The Niche approach and the impact of VOD platforms
As an alternative to competing with the likes of Netflix by leading on mainstream content, other streaming services have chosen to focus on a smaller market by delivering less costly, more specialized content. A prime example is CuriosityStream, the brainchild of Discovery Channel Founder, John Hendricks. The ad-free subscription VoD service offers over 800 titles. However, instead of trying to create the entire TV experience, CuriosityStream aims to satisfy viewers with an interest in educational documentaries, scientific curiosities and the latest in high-definition video. By offering a full range of tiered pricing for content, ranging from basic SD through to 4K resolutions, CuriosityStream is also widening the catchment of its potential audience.
MUBI takes a distinctly opposite approach to the strategy of larger VOD services that are focused on continuously expanding their library. Every day, a new film, hand-selected by a team of MUBI movie experts, is made available for 30 days. There are only ever 30 movies available at any one time.
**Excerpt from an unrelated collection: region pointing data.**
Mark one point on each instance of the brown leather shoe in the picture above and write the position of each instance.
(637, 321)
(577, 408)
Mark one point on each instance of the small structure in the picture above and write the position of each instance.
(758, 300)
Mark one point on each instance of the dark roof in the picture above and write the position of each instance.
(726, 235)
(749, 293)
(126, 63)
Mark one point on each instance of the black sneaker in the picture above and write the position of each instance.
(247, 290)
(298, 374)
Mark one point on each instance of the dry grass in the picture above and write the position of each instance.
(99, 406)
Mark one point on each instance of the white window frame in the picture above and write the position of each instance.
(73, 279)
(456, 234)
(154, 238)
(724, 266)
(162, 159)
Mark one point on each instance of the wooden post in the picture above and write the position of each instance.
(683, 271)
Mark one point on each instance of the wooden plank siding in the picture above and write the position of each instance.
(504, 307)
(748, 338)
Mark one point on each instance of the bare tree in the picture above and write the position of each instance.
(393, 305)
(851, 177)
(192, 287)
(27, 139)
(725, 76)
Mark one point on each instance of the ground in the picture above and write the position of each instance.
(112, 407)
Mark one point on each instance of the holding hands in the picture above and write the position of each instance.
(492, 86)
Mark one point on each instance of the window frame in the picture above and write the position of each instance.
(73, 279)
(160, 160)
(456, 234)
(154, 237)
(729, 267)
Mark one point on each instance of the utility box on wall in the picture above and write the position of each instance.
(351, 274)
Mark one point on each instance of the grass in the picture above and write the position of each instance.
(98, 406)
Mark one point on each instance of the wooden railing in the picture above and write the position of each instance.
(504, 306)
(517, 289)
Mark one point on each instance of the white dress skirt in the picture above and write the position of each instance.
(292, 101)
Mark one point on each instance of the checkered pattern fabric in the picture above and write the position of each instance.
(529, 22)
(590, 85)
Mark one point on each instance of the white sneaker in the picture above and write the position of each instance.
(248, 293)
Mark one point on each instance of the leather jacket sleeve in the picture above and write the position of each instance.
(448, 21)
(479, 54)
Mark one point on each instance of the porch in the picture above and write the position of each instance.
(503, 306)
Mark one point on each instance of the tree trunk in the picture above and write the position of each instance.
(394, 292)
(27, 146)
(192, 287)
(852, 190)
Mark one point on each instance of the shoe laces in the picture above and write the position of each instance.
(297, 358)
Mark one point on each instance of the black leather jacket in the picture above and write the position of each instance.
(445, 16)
MUBI’s focus is independent, cult or art-house films, tailored to a specific target audience for a cost of $4.99/month.
Signs of struggle
Children’s content is particularly lucrative and has spurred forth a number of niche services including Toon Goggles, a freemium service that offers animation, games and live content. However, they are not the only services recognizing the potential of this audience, and Hulu, Amazon and Netflix have also heavily invested in this space. Their libraries focused on children’s content are diverse and their distribution options are broad, reaching most devices. This has created a huge challenge for even the most premiere niche content owners.
Sesame Workshop, the nonprofit educational organization behind, Sesame Street had attempted its own subscription driven VOD service, “Sesame Go” in 2014. It provided an ad-free, child-centric UI and leaned on a very strong brand. However, in August 2015, Sesame Workshop announced a deal with HBO that will make the next five seasons of the iconic series available on HBO and its multiplex channels, with the consequence of winding down Sesame Go. It seems even with the power of Elmo and Big Bird, the little guys might not make it past S-VOD giants.
Can niche-providers stay afloat?
It’s still a guess whether the Amazons, Hulus and Netflixes of the world will completely dominate this area or whether, on the contrary, as consumers become more comfortable and more sophisticated at navigating the expanding library of online content, they will proactively seek out the channels they know they enjoy. While the convenience of aggregated services such as HBO and Netflix that offer multiple genres in the one place is a big pull, the ability to choose from a selection of content that meets your particular mood, or interest of the time, will increasingly appeal to an audience that expects the luxury of TV Anywhere. How well these providers are able to position themselves to increase their exposure with their target audience, as well as offering the quality of content they enjoy, will play a significant role in determining each nice-content provider’s survival.